Written by Weed Against Speed / 04.08.10

splashing cocktail

…we go pee-pee in your coke.

At least two cheerleaders from Saginaw High School in Texas have received in-school suspensions after administrators learned of some urine-tastic shenanigans members of the squad pulled last winter at a basketball game. A cheerleader allegedly urinated into a cup and mixed it with a drink purchased at a nearby restaurant and then gave the Pee-Pee Cocktail to another teammate. When said teammate mentioned the drink tasted funny, she was informed that a tart candy had been mixed in with the beverage.

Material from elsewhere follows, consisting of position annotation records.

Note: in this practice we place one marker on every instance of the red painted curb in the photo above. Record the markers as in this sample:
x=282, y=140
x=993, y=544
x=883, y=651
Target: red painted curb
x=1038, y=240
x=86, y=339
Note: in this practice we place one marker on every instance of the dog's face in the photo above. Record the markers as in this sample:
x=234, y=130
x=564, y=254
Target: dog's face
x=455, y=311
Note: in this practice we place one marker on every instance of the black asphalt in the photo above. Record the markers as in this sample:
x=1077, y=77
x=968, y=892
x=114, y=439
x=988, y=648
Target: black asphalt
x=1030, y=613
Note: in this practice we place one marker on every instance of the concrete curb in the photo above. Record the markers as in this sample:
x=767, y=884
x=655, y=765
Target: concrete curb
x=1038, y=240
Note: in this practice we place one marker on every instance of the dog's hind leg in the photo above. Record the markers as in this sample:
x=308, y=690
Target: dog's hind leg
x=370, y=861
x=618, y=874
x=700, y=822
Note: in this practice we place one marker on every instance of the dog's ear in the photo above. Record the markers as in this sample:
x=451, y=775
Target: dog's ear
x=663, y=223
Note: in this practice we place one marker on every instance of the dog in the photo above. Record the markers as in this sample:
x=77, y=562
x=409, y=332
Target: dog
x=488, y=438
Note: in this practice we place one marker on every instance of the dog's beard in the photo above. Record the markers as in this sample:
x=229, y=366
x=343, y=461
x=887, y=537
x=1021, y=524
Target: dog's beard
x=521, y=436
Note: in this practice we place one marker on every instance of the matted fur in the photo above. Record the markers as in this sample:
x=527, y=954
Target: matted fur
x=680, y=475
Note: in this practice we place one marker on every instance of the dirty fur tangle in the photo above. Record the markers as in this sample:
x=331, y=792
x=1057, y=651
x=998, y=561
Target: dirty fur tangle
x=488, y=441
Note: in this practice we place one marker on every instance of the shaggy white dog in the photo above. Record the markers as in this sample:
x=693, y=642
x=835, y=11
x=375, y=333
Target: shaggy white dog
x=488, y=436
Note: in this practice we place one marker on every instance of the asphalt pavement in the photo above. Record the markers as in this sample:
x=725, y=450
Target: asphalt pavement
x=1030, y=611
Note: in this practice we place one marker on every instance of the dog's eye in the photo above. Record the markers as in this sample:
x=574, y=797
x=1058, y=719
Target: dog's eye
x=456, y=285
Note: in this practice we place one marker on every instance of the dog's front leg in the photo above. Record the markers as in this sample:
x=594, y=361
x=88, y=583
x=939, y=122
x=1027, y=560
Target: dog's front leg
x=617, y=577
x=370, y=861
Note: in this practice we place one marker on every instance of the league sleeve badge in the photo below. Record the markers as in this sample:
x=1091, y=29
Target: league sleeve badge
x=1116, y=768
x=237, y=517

According to something called the Cheerleader’s Constitution (I imagine every “i” is dotted with a heart in the revered document), “team members could be removed if they are expelled, placed at the Alternative Discipline Center, assigned to in-school suspension more than once or suspended more than once.”

NO! Not the Alternative Discipline Center! How are perky cheerleaders ever going to fit in with all the burnouts wearing Black Sabbath t-shirts and smoking right off school property? In any event, you could say that the cheerleaders, in committing this heinous act, “broke the seal” of the Cheerleader’s Constitution, amirite?

A parent of the alleged victim is all up-in-arms regarding the incident and is asking that the perpetrators be kicked-off the team.

“They shouldn’t be allowed to represent Saginaw,” said the father, who did not want to be identified to protect his daughter’s identity.

“The girls said they were just joking around,” the father said. “It’s not a good joke to me.” -Fort Worth Star-Telegram (via Guyism).

I have to agree with angry father guy – it wasn’t a good joke at all – it was a phenomenal joke. This is the type of prank that will live in infamy. How will any Saginaw High School cheerleader ever top this stroke of mischievous brilliance? A bake sale poop prank, you say? That’s pretty good, but to me, in light of the Pee-Pee Cocktail prank, a bake sale-related fecal folly would still have to be number two on my list.